Did you tried to run VRChat with `BOX64_DYNAREC_NATIVEFLAGS=0`` ?
Just tried it again to be sure, didn't help.
I just did a quick test with 067cf75c, and it works on that version, so this seems to be a regression. The bad commit seems to be a450b9d12f99df13adcae4a570aeb780964d43b2. Reverting that commit fixes it.
@Coreforge is this still an issue with the latest Box64 and Wine/Proton?

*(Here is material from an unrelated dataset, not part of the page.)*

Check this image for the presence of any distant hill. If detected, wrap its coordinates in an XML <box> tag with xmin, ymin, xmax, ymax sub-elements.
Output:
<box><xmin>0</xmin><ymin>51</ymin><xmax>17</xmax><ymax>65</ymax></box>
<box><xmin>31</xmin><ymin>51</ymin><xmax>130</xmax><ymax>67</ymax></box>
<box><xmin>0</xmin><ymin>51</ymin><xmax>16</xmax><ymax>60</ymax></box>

Runs fine with on the current version of Box64 and VRChat. I didn't have the most up to date Proton (was on Proton 9), but I don't think that should affect it much. I also only tried desktop mode, but I don't expect VR to be an issue if desktop works correctly.
Just for completeness' sake, options I used were
BOX64_DYNAREC_STRONGMEM=1
BOX64_DYNAREC_BIGBLOCK=3
BOX64_DYNAREC_SAFEFLAGS=0
BOX64_DYNAREC_CALLRET=1
I'm also only running it in offline testing mode, as EAC does not work (which isn't surprising though).